Pricing. Make has a decisive advantage for high-volume users. Zapier's free tier provides 100 tasks per month with single-step Zaps only. Professional at $19.99/mo (annual) adds 750 tasks and multi-step Zaps. Team at $103.50/mo gives 2,000 tasks with shared workspaces. Make's free tier is far more generous at 1,000 operations per month with 2 active scenarios. Core at $10.59/mo (annual) provides 10,000 operations and unlimited scenarios. Pro at $18.82/mo adds priority execution. Teams at $34.12/mo includes role-based access. The key difference: Zapier counts each action in a multi-step workflow as a separate task, so a 5-step Zap running 100 times consumes 500 tasks. Make offers dramatically more operations per dollar — for complex multi-step workflows at volume, Make can be 3-5x cheaper.
AI features. Zapier has invested heavily in AI with its AI Copilot for building automations, AI-powered chatbots and agents, and native OpenAI integration for adding AI steps into any Zap. Make has an OpenAI module and supports any AI API via HTTP, but its native AI tooling is less developed. If building AI-powered automations is a priority, Zapier has a meaningful head start.

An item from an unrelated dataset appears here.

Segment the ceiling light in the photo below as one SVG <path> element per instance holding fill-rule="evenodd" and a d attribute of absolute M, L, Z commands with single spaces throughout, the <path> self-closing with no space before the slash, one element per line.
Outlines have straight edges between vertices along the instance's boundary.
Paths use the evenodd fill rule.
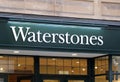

The bottom line. Choose Zapier if you need the widest possible app compatibility, prefer the simplest setup experience, or want built-in AI agent capabilities. It is the right choice for non-technical teams that need automations running quickly. Choose Make if you build complex workflows with conditional logic, loops, and error handling, or if you run high-volume automations where cost efficiency matters. Make rewards users who invest time learning its visual builder with workflows that are more powerful and significantly cheaper to operate at scale.